Golf is different for everyone these days, including those 20 miles northwest of Mexico City where Nicole Autrique (Cuauhtemoc, Mexico) is adjusting to life away from mowed fairways and rolled greens.
The 9-foot wall separating Autrique's home course, Club de Golf La Hacienda, from her backyard is a strong metaphor of the current times. Most golf properties across Mexico City are closed due to the COVID-19 pandemic. The closest open facility is roughly an hour and a half drive for the University of South Florida alumna. So, the backyard is her new playground.

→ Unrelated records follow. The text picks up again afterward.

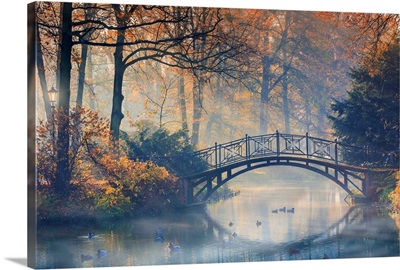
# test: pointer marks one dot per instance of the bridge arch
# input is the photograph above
(341, 163)
(208, 182)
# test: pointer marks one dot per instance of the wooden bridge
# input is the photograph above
(350, 167)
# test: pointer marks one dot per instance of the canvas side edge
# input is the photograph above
(31, 136)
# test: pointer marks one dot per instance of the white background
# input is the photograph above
(13, 151)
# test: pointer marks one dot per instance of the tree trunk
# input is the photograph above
(286, 111)
(197, 110)
(264, 96)
(63, 174)
(89, 80)
(81, 76)
(116, 112)
(182, 102)
(42, 75)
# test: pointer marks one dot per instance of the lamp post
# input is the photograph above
(53, 94)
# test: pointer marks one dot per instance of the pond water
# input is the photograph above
(319, 224)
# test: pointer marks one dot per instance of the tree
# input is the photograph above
(370, 114)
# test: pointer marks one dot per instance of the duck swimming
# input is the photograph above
(290, 211)
(159, 236)
(226, 243)
(101, 253)
(172, 247)
(86, 258)
(293, 251)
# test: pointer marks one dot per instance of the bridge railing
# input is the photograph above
(276, 144)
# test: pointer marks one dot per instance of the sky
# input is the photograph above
(13, 111)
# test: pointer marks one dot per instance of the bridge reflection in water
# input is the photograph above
(350, 167)
(350, 237)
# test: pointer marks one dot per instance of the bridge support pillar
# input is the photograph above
(367, 184)
(188, 192)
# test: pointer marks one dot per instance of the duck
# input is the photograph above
(159, 232)
(86, 258)
(293, 251)
(101, 253)
(226, 243)
(291, 210)
(159, 239)
(159, 236)
(172, 247)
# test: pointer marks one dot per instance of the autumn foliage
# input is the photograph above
(104, 181)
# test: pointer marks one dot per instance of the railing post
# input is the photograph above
(336, 153)
(278, 150)
(216, 155)
(307, 144)
(247, 147)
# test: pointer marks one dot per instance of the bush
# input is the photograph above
(170, 150)
(104, 183)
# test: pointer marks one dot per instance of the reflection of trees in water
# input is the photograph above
(359, 233)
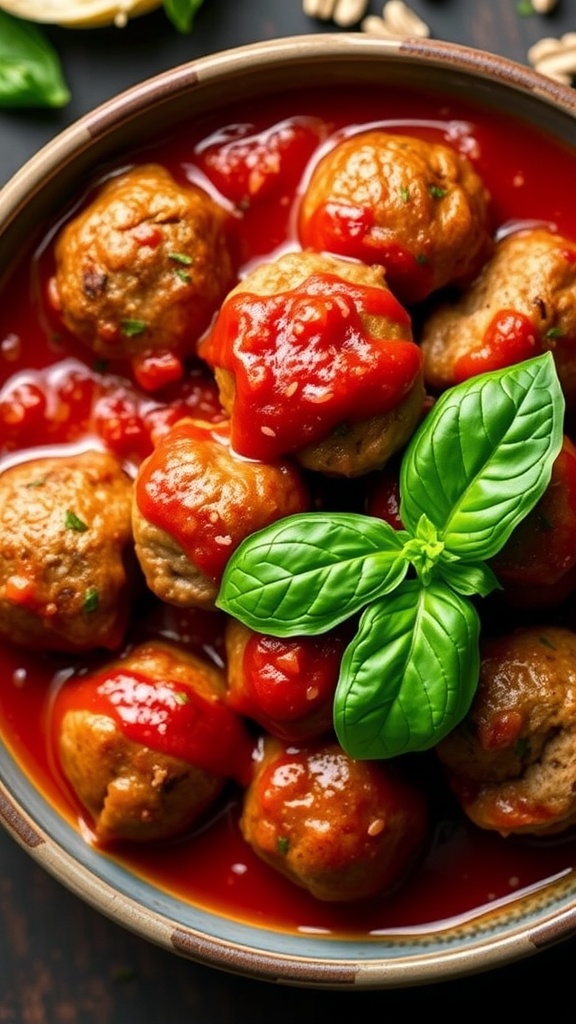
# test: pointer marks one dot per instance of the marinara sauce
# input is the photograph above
(54, 395)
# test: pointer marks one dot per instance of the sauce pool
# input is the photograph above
(53, 393)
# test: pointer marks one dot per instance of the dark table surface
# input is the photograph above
(60, 962)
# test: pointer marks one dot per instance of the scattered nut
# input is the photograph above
(554, 57)
(343, 12)
(398, 22)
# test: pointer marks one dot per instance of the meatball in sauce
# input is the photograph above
(140, 271)
(67, 564)
(315, 358)
(512, 760)
(343, 829)
(195, 500)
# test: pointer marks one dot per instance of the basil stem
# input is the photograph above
(483, 457)
(311, 571)
(31, 74)
(478, 464)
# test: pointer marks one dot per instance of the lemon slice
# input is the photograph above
(79, 13)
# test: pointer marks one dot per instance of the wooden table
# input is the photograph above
(62, 963)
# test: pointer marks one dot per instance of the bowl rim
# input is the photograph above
(24, 811)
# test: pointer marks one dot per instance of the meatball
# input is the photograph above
(523, 302)
(537, 564)
(140, 271)
(147, 742)
(343, 829)
(195, 500)
(285, 685)
(511, 761)
(67, 565)
(315, 358)
(417, 208)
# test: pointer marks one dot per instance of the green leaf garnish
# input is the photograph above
(31, 74)
(479, 463)
(91, 599)
(405, 693)
(181, 13)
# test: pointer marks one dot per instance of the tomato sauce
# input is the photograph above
(53, 393)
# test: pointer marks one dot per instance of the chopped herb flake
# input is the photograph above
(131, 328)
(91, 599)
(72, 521)
(182, 258)
(437, 193)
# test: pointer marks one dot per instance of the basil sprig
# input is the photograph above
(478, 464)
(31, 73)
(181, 13)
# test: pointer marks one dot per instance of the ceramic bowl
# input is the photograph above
(528, 920)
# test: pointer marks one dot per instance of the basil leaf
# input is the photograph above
(410, 674)
(30, 69)
(181, 13)
(483, 457)
(309, 572)
(467, 578)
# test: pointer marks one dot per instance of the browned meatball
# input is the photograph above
(195, 500)
(67, 567)
(140, 271)
(512, 760)
(147, 741)
(417, 208)
(285, 685)
(523, 302)
(343, 829)
(314, 357)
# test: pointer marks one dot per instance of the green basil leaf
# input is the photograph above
(483, 457)
(410, 674)
(467, 578)
(31, 74)
(307, 572)
(181, 13)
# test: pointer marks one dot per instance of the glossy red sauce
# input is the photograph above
(315, 333)
(165, 716)
(52, 392)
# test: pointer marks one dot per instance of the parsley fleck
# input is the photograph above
(181, 258)
(72, 521)
(91, 599)
(131, 328)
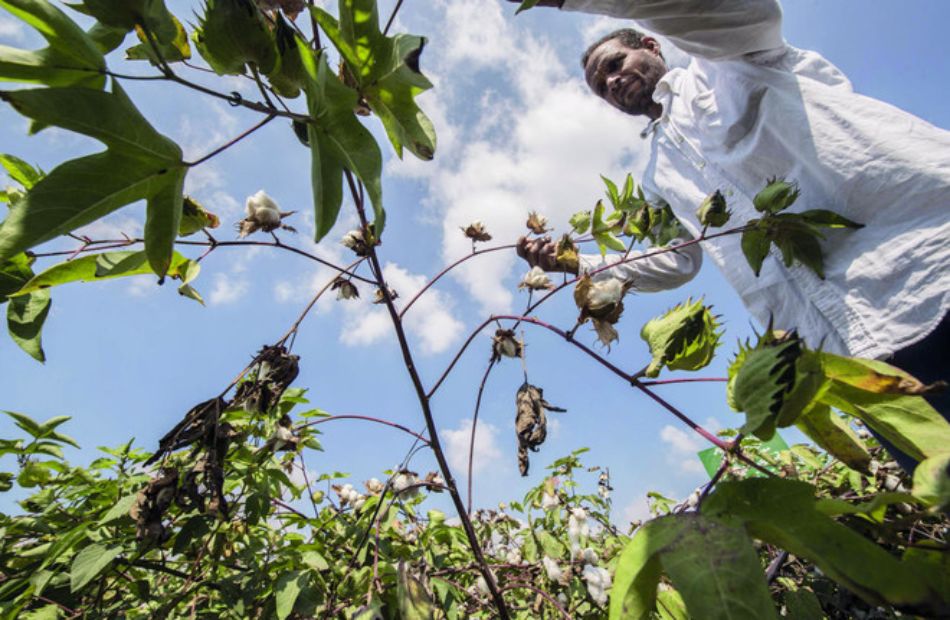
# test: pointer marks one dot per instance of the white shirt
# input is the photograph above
(749, 107)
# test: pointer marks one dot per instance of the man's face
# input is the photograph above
(624, 77)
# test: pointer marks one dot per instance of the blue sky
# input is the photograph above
(517, 132)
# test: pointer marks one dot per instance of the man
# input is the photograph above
(750, 107)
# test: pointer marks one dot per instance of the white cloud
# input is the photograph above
(637, 510)
(538, 146)
(683, 449)
(487, 454)
(227, 289)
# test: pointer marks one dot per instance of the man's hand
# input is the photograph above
(540, 252)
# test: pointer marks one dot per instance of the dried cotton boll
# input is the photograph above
(476, 232)
(605, 293)
(536, 280)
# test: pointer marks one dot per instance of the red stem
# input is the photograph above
(352, 416)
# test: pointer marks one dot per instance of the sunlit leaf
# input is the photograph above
(25, 317)
(784, 513)
(386, 73)
(89, 563)
(713, 567)
(72, 57)
(338, 141)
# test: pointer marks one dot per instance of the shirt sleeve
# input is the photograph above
(714, 29)
(649, 274)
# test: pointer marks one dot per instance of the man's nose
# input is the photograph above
(614, 82)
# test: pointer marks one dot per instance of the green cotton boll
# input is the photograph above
(232, 33)
(713, 211)
(777, 195)
(288, 76)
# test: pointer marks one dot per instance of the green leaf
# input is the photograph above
(670, 605)
(175, 49)
(883, 397)
(932, 481)
(20, 171)
(72, 57)
(833, 507)
(25, 317)
(414, 601)
(580, 222)
(14, 273)
(755, 246)
(89, 562)
(119, 509)
(128, 14)
(140, 163)
(162, 219)
(684, 338)
(526, 4)
(784, 513)
(828, 219)
(232, 33)
(289, 586)
(713, 567)
(338, 141)
(94, 267)
(385, 71)
(834, 436)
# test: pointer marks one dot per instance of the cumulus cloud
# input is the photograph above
(539, 145)
(683, 448)
(487, 452)
(227, 289)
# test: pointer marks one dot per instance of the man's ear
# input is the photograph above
(650, 44)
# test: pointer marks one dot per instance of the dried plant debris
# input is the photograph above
(476, 231)
(196, 424)
(273, 373)
(531, 424)
(504, 344)
(537, 223)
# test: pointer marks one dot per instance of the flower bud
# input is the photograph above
(476, 232)
(713, 211)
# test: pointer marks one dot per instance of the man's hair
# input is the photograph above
(625, 36)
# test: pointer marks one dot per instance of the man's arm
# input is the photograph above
(715, 29)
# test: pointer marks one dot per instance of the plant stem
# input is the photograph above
(448, 269)
(471, 440)
(231, 142)
(425, 405)
(366, 418)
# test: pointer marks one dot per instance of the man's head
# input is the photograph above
(623, 69)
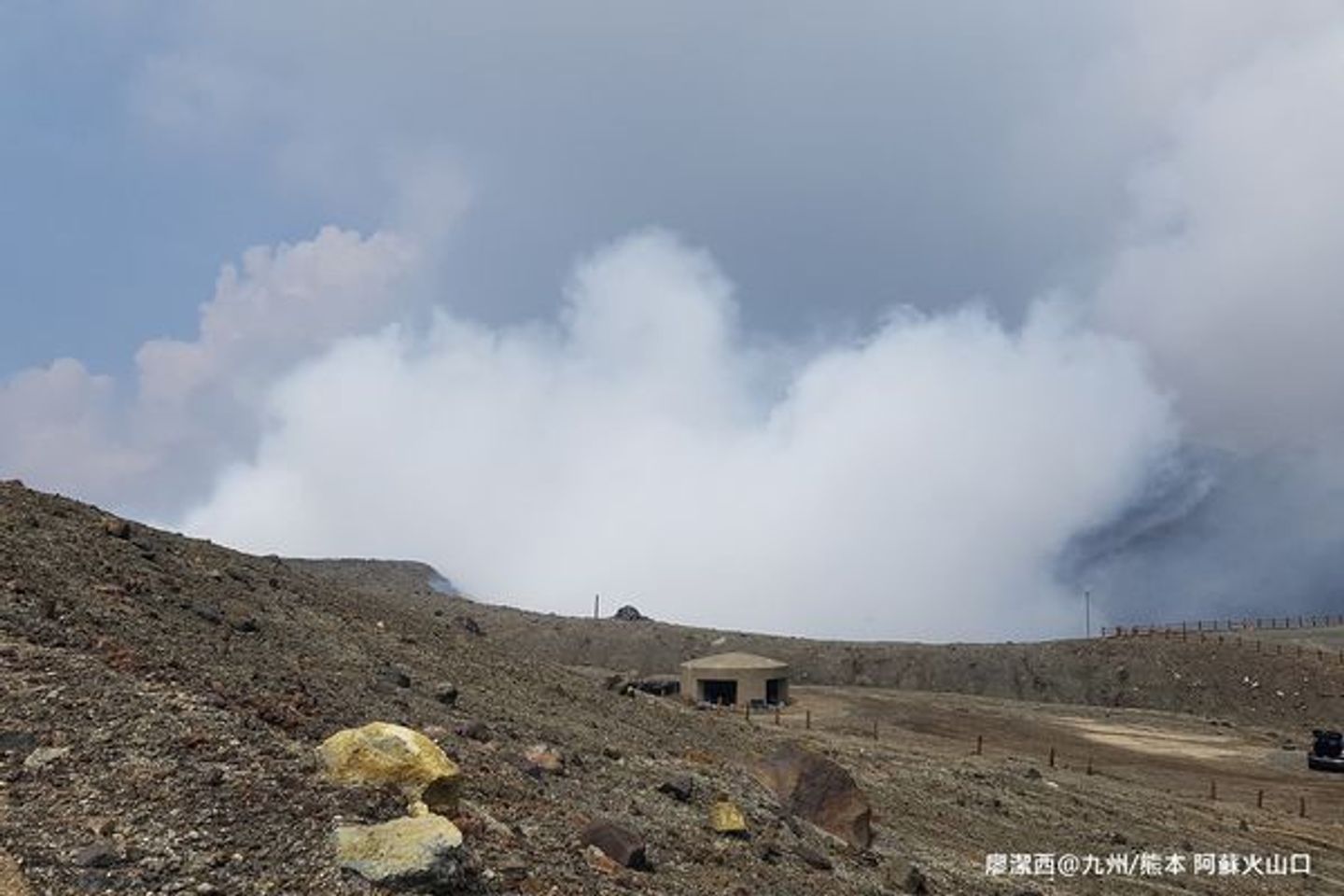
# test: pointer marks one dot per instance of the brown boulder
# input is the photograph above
(815, 788)
(620, 844)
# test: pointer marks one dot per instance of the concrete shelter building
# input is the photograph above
(733, 679)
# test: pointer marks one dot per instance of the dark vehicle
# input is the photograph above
(1325, 754)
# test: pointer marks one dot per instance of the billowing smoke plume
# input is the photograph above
(1231, 280)
(918, 483)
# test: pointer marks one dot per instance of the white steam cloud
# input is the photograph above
(919, 483)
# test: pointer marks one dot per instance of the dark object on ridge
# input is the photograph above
(1327, 752)
(679, 789)
(468, 624)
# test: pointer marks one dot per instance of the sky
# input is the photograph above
(897, 321)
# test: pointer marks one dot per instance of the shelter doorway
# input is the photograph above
(720, 691)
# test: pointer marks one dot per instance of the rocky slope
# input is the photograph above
(1224, 675)
(161, 700)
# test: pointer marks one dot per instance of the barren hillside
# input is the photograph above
(161, 700)
(1212, 675)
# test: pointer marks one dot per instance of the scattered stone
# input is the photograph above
(18, 743)
(116, 526)
(43, 757)
(244, 623)
(397, 676)
(818, 789)
(473, 730)
(422, 855)
(656, 685)
(620, 844)
(917, 881)
(679, 789)
(385, 754)
(468, 624)
(726, 819)
(599, 861)
(487, 821)
(97, 855)
(543, 759)
(813, 857)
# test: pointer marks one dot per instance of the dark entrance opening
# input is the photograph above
(717, 691)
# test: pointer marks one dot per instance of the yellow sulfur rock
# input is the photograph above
(424, 850)
(385, 754)
(727, 819)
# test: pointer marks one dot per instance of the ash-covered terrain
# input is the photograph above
(162, 700)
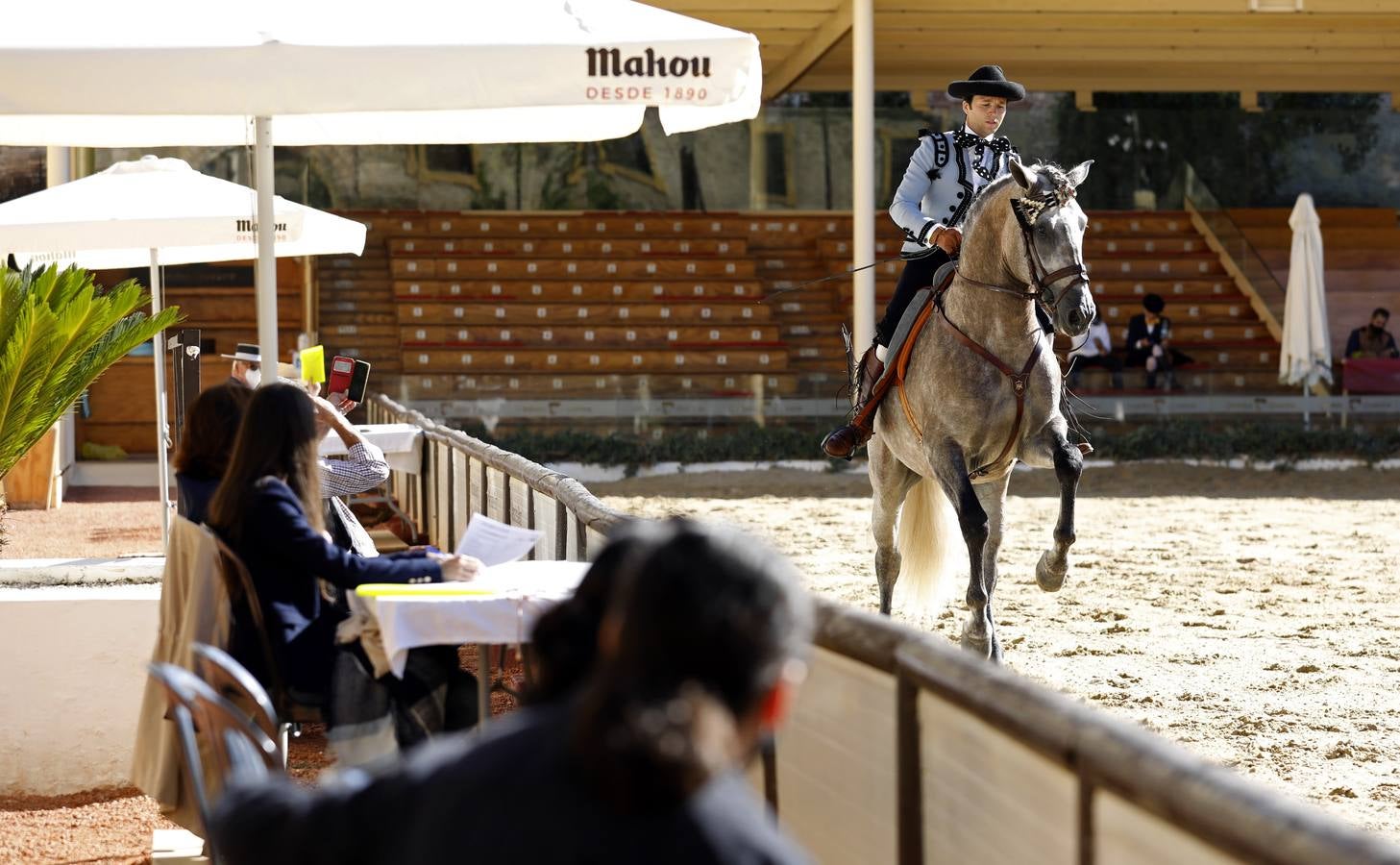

“I setup a net where I can hit balls and it’s good practice because in the middle there’s a target, so I draw a line right through the center of it,” said Autrique, who made 16 starts as a 2019 Epson Tour rookie. “I’m practicing technical stuff in my swing like keeping my sightline on point to make sure I start where I want to. As for my short game, I have a little area in the backyard with a net to practice up to 15 yards. That helps a lot. I’m also trying to putt on different textures. For quicker greens, I putt on a normal, bare floor and slower greens, I’ll putt on carpet.”
All the nets and practice equipment were constructed by a local friend from her native borough. It was originally designed for short stretches when Autrique was home between tournaments. She now uses it extensively as she adapts to the new normal.
“It’s all very weird and just crazy because everything is at home,” Autrique said. “Normally, I work out at the gym in the morning where you have everything you need, then practice and play so days are full; finish around 4 or 5 p.m. and then read, take it easy. I have to find ways to adjust workouts, something more dynamic instead of weights. Practice is not the same as playing nine holes, maybe 18, then going to practice my short game, putting, irons and long game. You’re going to crazy putting on a carpet for an entire hour. I try to practice long irons, driver and more technical stuff for about an hour or so, then chip for about 45 minutes, and read or meditate, visualize a lot and get into the mindset of the game.”
An important component to the ‘Stay at Home’ regimen that Autrique has added, especially in relation to the ‘mindset of the game’ is the FocusBand Brain Training system, a range of performance apps to train athletes in real-time. It has allowed Autrique to learn more about her brain activity and make desired changes to improve results and sustain a routine.
“It helps you to use the right side of the brain, which is the creative one,” said Autrique. “It helps a lot when you’re over the ball because you don’t want to be thinking, you want to be feeling. This has really helped me listen to my body and how to get into that zone.”